Sunday, December 6, 2009
There were plenty of intimations of frost before I went out to the garden this morning for the daily inspection. It was a genuinely cold night with chilly tendrils of air creeping in under the blankets. We leave the heat off at night and it was a relief to turn it on right away after getting up and to linger a bit by the heater. The first cup of coffee was a mini-spa, as the steam warmed my face.
In the garden only the nasturtiums and the basil showed noticeable effects. The basil was brown and blasted -- season definitely over without any quibbling about it. The nasturtiums were still green but completely wilted. The sungold tomatoes were still standing tall above the overhead trellis, but looking more bedraggled than yesterday.
Frost factoids: The water inside the plant cells turns to ice crystals and pierces the cell walls, killing them. Hardy plants must have some kind of defense against this.
In this area, average first frost is late November, so we are actually pretty much on schedule. For the record: In 2009, first noticeable effects of frost occurred on December 6.
Saturday, December 5, 2009
We have had no heavy frost yet. I think there were some light frosts in the last few weeks because the basil has dark spots on it. But the nasturtiums and other plants that don't usually survive being frozen are thriving.
The morning glories have started blooming again and there is actually a red ripe cherry tomato on the still growing volunteer plant. I've seen big green and red tomatoes in neighbor's yards.

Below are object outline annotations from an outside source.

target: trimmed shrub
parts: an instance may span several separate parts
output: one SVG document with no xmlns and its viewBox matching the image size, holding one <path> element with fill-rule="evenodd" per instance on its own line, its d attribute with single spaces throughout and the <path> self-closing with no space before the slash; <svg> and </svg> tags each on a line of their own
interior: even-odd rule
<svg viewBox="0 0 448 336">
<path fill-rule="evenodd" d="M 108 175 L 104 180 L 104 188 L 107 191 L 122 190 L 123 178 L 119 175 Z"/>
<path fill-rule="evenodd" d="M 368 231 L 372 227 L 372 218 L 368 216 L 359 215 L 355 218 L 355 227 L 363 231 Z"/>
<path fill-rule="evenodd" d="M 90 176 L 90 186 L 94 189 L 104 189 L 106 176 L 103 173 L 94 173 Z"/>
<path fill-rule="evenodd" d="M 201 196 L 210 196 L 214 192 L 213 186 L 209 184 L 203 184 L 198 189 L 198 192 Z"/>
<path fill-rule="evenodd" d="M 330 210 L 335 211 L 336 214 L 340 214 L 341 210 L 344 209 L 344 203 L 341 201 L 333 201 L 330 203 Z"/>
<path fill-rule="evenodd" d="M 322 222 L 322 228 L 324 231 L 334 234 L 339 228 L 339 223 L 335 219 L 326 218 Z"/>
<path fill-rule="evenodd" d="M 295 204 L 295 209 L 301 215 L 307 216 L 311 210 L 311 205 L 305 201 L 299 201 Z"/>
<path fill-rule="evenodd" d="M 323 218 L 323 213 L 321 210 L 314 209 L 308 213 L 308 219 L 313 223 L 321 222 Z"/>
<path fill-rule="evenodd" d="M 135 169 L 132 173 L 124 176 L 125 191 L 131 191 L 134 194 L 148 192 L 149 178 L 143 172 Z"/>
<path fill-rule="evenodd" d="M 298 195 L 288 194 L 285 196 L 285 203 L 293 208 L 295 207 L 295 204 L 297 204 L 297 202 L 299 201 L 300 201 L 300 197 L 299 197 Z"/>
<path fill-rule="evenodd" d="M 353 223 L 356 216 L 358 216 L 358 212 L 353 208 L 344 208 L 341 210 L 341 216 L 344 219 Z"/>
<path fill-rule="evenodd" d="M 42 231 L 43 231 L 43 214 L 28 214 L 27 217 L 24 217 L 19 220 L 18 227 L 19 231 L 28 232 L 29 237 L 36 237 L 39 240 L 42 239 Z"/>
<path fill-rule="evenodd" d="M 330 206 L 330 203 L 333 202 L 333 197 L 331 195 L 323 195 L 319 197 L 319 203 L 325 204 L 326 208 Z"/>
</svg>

The sungolds are showing another spurt of growth. I can't remember when the heavy frosts hit last year, but this seems late to still have a garden full of summer-blooming plants.
Friday, December 4, 2009
Trudy's final resting place is a quiet corner next to Fluff Mama. H. helped dig the hole. We put plenty of heavy rocks on top to discourage scavengers like racoons and skunks. I planted a little rosemary seedling on top. Fluff Mama's salvia plant grew to more than twelve feet in height, like a lush tree with countless tiny red tubular flowers beloved by hummingbirds. It finally toppled over from sheer gargantuousness. It's nice to have another plant there. I hope this one lasts.